Die vorherige version 2.69 gab sich noch hiermit zufrieden und ist damit unproblematisch:

media-video/ffmpeg:0[x264,mp3,encode,theora,jpeg2k?]

>=media-video/libav-9[x264,mp3,encode,theora,jpeg2k?]

Weiß jemand ob das bei 2.70 einen unnötige Einschränkung im ebuild ist, oder ob es dafür einen triftigen Grund gibt.

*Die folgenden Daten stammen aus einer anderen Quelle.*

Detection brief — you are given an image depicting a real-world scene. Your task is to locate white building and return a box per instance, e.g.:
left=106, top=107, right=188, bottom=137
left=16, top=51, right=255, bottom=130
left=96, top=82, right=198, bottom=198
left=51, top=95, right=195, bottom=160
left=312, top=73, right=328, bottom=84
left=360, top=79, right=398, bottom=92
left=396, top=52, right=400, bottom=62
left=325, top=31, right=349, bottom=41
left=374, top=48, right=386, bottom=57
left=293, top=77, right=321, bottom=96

Dann wär ein Bugreport, den es dazu noch nicht gibt, meinerseits auch unberechtigt.

Ansonsten könnte ich natürlich das ebuild ändern, manifest erstellen und ab dafür, doch zur Sicherheit wollte ich besser mal nachfragen.

Wisst ihr da mehr?

Dank Euch, Andy.

----------

## Jean-Paul

Ich denke nicht, dass es eine unnötige Einschränkung ist.

Jedenfalls baut z.B. Archlinux blender-2.7 mit ffmpeg-2.1.4.

Aber was spricht gegen libav ? Funktioniert hier einwandfrei, zwar nicht mit blender, aber mit mpv.

----------

## Randy Andy

 *Jean-Paul wrote:*   

> Ich denke nicht, dass es eine unnötige Einschränkung ist.
> 
> Jedenfalls baut z.B. Archlinux blender-2.7 mit ffmpeg-2.1.4.
> 
> Aber was spricht gegen libav ? Funktioniert hier einwandfrei, zwar nicht mit blender, aber mit mpv.

 

Das ist so'ne Prinzipsache, schließlich haben wir dafür extra ein virtual/ffmpeg Paket, das uns Gentoolern stets die ahl zwischen ffmpeg und dessen Fork libav lassen sollte.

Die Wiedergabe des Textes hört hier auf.